Even special teams ace Raheem Mostert was lost to a forearm injury in November after being forced into action on offense.

Each of those players should be ready for the 2019 season, and if each remains healthy, the 49ers might boast one of the better running back groups in the league.

Identifying who will start opposite Richard Sherman


Veteran cornerback Richard Sherman's first year with the 49ers was injury-riddled. First, he was coming off of his rehab from an Achilles injury suffered the year before. Then he had to deal with a significant calf injury.

"I'm much healthier," Sherman recently told the Sacramento Bee. "I was kind of out there on one leg (last year)."

Even playing at about 80 percent by the end of last season, Sherman was clearly the team's best defensive back. He believes the pass defense will benefit significantly from the team's pass rush upgrades.

"We needed guys to hit (the quarterback) in the face," Sherman said. "You need a few of them. Now we have guys that can rotate in and rotate out and put pressure."

The real question is who will start opposite Sherman. Then-second-year cornerback Ahkello Witherspoon opened the year in that role. He struggled at times and, like other defensive backs, ended his season on injured reserve.

The 49ers brought in oft-injured free agent cornerback Jason Verrett. His last healthy season came in 2015 when he earned a trip to the Pro Bowl. That's the Verrett the 49ers hope they got.
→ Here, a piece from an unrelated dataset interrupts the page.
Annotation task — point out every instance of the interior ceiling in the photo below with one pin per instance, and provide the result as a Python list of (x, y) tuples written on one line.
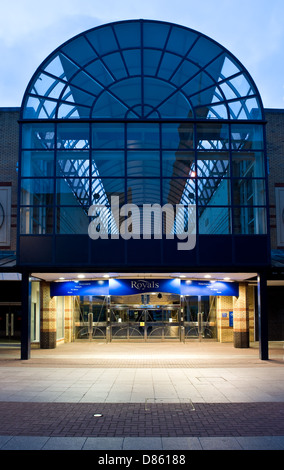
[(87, 276)]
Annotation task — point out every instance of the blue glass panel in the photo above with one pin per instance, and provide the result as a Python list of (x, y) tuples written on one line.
[(177, 136), (204, 51), (38, 136), (37, 163), (170, 52), (73, 136), (181, 40), (212, 111), (107, 163), (38, 191), (179, 191), (184, 73), (214, 191), (74, 163), (66, 111), (84, 81), (128, 92), (128, 34), (115, 63), (177, 106), (72, 220), (143, 136), (250, 220), (36, 220), (143, 163), (249, 191), (100, 73), (247, 136), (215, 164), (68, 67), (207, 97), (108, 106), (108, 135), (248, 163), (212, 136), (79, 50), (168, 64), (133, 61), (178, 163), (104, 188), (103, 40), (143, 191), (214, 220), (155, 34), (151, 59), (72, 191), (197, 84)]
Despite coming off of a torn Achilles tendon in 2018, the sixth-year cornerback believes he is progressing well and will be ready for the regular season.

"I'm just excited the 49ers gave me a chance," Verrett recently said on SiriusXM Radio.

Until Verrett has a chance to prove himself, Witherspoon will have to fend off other youngsters like Tarvarius Moore.

The 49ers defense had an NFL-record low two interceptions last season. Neither of them was by a cornerback.